Die Prognosen dieser Wettermodelle sind, wie an dieser Stelle schon oft beschrieben, mit Fehlern behaftet. So muss beispielsweise die durch Täler und Berge geprägte Erdoberfläche in den Alpen, also die sogenannte Orographie, geglättet werden, damit die Modelle überhaupt stabil laufen, wie die folgende Grafik am Beispiel der Gotthardregion illustriert.

Das Bild illustriert einleuchtend, dass eine Prognose für das Urner Reusstal oder einen der vielen Gipfel in der Region allein deshalb schon zum Scheitern verurteilt ist, weil die Orographie nicht hinreichend genau abgebildet ist.

Nebst der Orographie gibt es zahlreiche weitere Fehlerquellen in den Modellrechnungen. Ähnliche Probleme stellen sich mit den Seen oder den kompliziert strukturierten Städten. Die meisten Wetterdienste nutzen deshalb ausgeklügelte statistische Verfahren, um wenigstens die gröbsten systematischen Fehler zu eliminieren und so die Prognosen zu optimieren.

Post processing – statistische Nachbearbeitung

Wie so ein statistisches Verfahren funktioniert sei am Beispiel des «MOSMIX» Datensatzes des Deutschen Wetterdienstes (DWD) gezeigt, welcher auch in die Temperaturprognosen der MeteoSchweiz einfliesst. Die englische Abkürzung «MOS» steht für Model Output Statistics und deutet schon im Namen an, dass die Modelldaten als Eingangswerte dienen. Im Falle des MOSMIX des DWD sind dies die rohen, globalen Modellvorhersagen des ECMWF Modellkonsortiums sowie des DWD-eigenen ICON Modells.

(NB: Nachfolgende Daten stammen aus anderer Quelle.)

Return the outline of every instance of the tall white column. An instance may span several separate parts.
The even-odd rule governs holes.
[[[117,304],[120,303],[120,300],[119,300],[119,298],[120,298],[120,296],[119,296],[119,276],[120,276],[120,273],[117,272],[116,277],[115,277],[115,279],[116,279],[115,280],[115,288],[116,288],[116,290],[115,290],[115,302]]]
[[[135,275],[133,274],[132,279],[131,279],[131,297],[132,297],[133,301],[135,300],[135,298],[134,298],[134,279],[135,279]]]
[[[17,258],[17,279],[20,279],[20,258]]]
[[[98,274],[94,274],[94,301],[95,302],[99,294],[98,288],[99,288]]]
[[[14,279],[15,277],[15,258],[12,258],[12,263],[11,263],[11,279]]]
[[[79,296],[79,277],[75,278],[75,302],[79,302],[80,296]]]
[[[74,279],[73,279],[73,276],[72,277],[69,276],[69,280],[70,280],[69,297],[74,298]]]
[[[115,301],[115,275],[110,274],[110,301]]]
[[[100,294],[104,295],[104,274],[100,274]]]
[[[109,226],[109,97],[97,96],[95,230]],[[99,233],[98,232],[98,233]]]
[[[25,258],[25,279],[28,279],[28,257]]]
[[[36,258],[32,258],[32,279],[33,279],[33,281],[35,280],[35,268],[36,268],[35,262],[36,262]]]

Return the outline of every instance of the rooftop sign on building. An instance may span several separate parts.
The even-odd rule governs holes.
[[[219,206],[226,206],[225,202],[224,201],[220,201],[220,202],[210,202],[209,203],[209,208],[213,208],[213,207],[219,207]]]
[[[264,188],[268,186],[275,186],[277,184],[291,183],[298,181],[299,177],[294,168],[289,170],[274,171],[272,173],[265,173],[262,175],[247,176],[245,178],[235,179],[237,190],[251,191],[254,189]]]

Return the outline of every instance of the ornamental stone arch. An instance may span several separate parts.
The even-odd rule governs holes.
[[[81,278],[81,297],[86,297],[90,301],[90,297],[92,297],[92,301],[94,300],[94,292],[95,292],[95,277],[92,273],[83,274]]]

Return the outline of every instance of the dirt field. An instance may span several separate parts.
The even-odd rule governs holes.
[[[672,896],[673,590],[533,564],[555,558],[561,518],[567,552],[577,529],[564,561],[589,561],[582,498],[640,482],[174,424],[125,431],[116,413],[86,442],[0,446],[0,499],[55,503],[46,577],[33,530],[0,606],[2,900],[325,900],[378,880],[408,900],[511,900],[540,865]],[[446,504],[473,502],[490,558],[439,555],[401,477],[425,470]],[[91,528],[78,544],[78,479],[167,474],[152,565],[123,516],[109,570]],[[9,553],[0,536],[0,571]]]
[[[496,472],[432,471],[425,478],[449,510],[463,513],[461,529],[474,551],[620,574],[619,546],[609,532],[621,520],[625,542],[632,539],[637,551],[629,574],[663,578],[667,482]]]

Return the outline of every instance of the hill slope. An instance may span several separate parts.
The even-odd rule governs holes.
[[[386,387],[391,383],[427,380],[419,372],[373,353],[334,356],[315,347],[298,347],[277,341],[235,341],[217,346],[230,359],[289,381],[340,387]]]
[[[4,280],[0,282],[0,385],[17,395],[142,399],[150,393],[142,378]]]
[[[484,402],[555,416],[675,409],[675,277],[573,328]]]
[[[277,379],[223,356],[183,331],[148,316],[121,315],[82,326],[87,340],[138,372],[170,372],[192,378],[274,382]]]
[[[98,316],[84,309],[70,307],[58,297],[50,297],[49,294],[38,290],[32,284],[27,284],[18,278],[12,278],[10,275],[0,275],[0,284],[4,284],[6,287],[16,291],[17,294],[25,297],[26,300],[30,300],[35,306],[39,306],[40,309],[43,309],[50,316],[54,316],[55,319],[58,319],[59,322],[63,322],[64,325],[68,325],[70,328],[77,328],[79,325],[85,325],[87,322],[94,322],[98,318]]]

Diese Modellvorhersagen wurden für eine hinreichend lange «Trainingsperiode» mit den Messwerten der Wetterstationen verglichen. Wir fokussieren hier auf die Temperatur auf 2 Metern Höhe, wobei das Prinzip für beliebige weitere messbare Grössen angewendet werden kann.

Das Korrekturverfahren (im Falle des MOSMIX ist es eine klassische multiple lineare Regression) kann verglichen werden mit dem Lernprozess eines Bogenschützens, wenn er lange genug auf die Zielscheibe schiesst. Seine Schusstechnik steht dabei analog für die rohe Temperaturprognose der Modelle. Der geübte Schütze bzw. das gute Modell trifft «unter Laborbedingungen» schon ziemlich nahe ans Ziel. Nun ist der Schütze aber auch immer zusätzlichen Umweltfaktoren ausgeliefert, denen er im Vorfeld eines Wettbewerbs nur bedingt Rechnung tragen kann: seine Tagesform oder Licht- und Windeinflüsse. In der Skizze oben trifft der Schütze im Durchschnitt stets zu weit den unteren rechten Teil der Scheibe.

Nach ein paar zusätzlichen Trainingsschüssen unter diesen Bedingungen kann er seinen Schuss entsprechend korrigieren und eliminiert so diese systematischen Abweichungen. Mit etwas mehr Konzentration reduziert er vielleicht noch die Streuung der einzelnen Schüsse. Beim Training eines MOS passiert genau dasselbe: nebst der Temperaturprognose selbst (der Zielgrösse) werden zusätzliche Vorhersageparameter wie Wind, Bewölkung oder Bodenzustand in den statistischen Gleichungen berücksichtigt. Systematische Fehler können so weitgehend ausgemerzt werden.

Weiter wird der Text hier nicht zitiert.